Americans spend around one in every six dollars on healthcare. But, in aggregate, they're not getting much bang for their buck. People in the United States are as likely to die from diseases like lung cancer as citizens in all OECD countries - which, on average, spend less than half as much per capita. Some 47 million lack any health insurance coverage. An estimated 600,000 people file for bankruptcy every year because they cannot pay their medical expenses. Indeed, the United States is the only rich country without universal coverage.
The U.S. government has repeatedly tried to create a more coherent plan and to make sure more Americans are insured. Reformers have scored piecemeal victories -- such as the 1997 creation of the State Children's Health Insurance Plan, or Massachusetts' recent implementation of universal coverage.
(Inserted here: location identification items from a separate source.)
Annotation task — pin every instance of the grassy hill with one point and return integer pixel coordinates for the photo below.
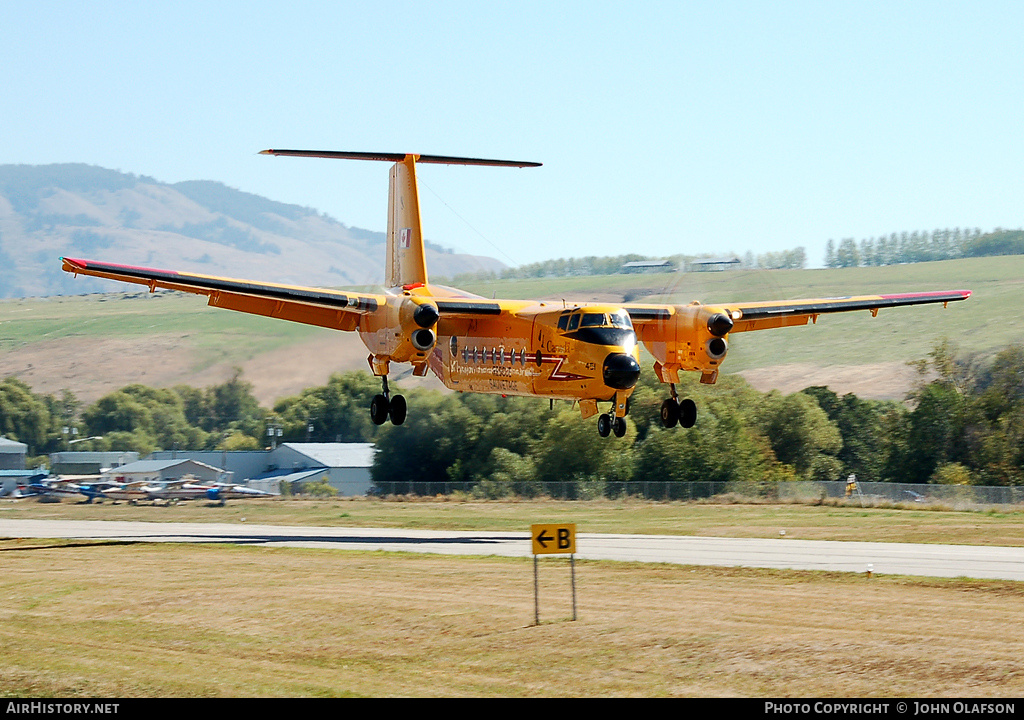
(85, 211)
(92, 344)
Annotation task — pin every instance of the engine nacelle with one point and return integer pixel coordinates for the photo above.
(423, 339)
(693, 338)
(419, 324)
(716, 348)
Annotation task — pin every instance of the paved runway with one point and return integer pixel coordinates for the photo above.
(894, 558)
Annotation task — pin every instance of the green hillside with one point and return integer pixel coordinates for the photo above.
(992, 319)
(208, 339)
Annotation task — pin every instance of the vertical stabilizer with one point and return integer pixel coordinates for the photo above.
(406, 260)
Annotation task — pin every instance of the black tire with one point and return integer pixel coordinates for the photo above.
(397, 410)
(670, 413)
(378, 410)
(687, 413)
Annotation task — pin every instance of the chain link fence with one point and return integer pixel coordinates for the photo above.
(954, 497)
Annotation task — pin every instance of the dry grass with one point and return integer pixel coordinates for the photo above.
(733, 519)
(221, 621)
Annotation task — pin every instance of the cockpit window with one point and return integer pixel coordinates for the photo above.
(621, 320)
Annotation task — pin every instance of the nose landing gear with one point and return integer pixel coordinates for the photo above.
(385, 406)
(676, 411)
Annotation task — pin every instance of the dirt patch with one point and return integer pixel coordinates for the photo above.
(92, 368)
(878, 382)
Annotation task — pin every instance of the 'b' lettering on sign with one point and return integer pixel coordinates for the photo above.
(553, 539)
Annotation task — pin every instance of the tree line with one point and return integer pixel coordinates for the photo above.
(963, 424)
(898, 248)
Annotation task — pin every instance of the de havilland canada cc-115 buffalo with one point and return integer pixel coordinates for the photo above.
(579, 351)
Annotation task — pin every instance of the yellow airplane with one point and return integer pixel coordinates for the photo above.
(584, 352)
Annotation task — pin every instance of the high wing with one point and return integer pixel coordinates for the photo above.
(584, 352)
(694, 337)
(327, 308)
(761, 315)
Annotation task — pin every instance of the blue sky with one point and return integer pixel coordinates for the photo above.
(680, 127)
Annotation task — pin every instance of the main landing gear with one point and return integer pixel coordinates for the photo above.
(675, 411)
(606, 424)
(387, 406)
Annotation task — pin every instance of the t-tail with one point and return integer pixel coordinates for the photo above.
(406, 258)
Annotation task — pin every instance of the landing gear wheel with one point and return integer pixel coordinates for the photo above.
(670, 413)
(687, 413)
(378, 410)
(397, 410)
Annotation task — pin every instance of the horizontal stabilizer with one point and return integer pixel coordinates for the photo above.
(398, 157)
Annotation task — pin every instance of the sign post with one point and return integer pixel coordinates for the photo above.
(552, 539)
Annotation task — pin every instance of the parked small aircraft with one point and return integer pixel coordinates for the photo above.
(584, 352)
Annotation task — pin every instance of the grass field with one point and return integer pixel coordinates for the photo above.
(846, 522)
(155, 620)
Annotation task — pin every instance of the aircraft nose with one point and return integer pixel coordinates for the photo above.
(621, 371)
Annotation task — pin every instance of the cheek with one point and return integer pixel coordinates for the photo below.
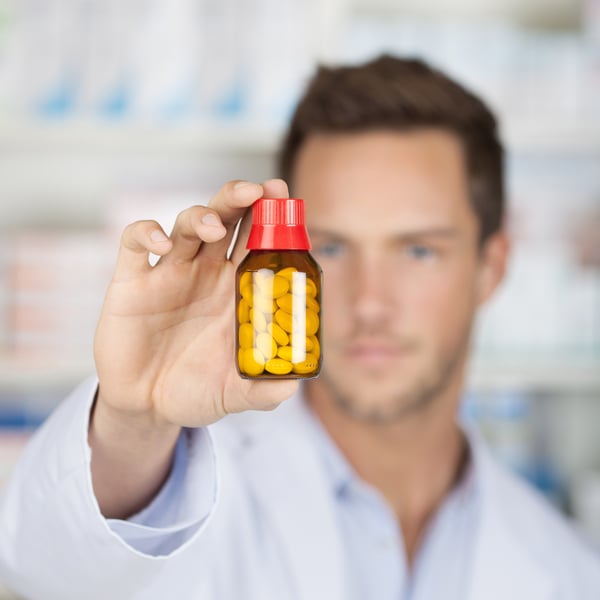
(442, 300)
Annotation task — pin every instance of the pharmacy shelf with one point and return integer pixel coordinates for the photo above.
(195, 137)
(246, 137)
(15, 377)
(548, 375)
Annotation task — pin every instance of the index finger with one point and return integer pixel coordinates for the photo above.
(232, 203)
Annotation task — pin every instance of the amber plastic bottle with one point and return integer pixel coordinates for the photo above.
(278, 296)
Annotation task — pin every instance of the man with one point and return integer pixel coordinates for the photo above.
(361, 485)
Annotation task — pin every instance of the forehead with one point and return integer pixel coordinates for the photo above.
(383, 179)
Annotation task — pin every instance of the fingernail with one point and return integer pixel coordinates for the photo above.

But for the most part, the history of health reform in the United States has been a history of failure. The last attempt at comprehensive reform -- the 1993 bill derided as "HillaryCare," during the administration of Bill Clinton -- floundered in Congress. Since then, costs and premiums have doubled, a lower percentage of employers offer coverage, and millions more are uninsured.
Efforts at healthcare reform have tended to be derailed by partisan politics -- and last week, Senate Republican Jim DeMint promised to make the issue President Barack Obama's "Waterloo." But with Democrats in the White House and enjoying a Senate supermajority, healthcare reform looks more likely to pass now than at any other time in recent history. Let's just hope it works this time.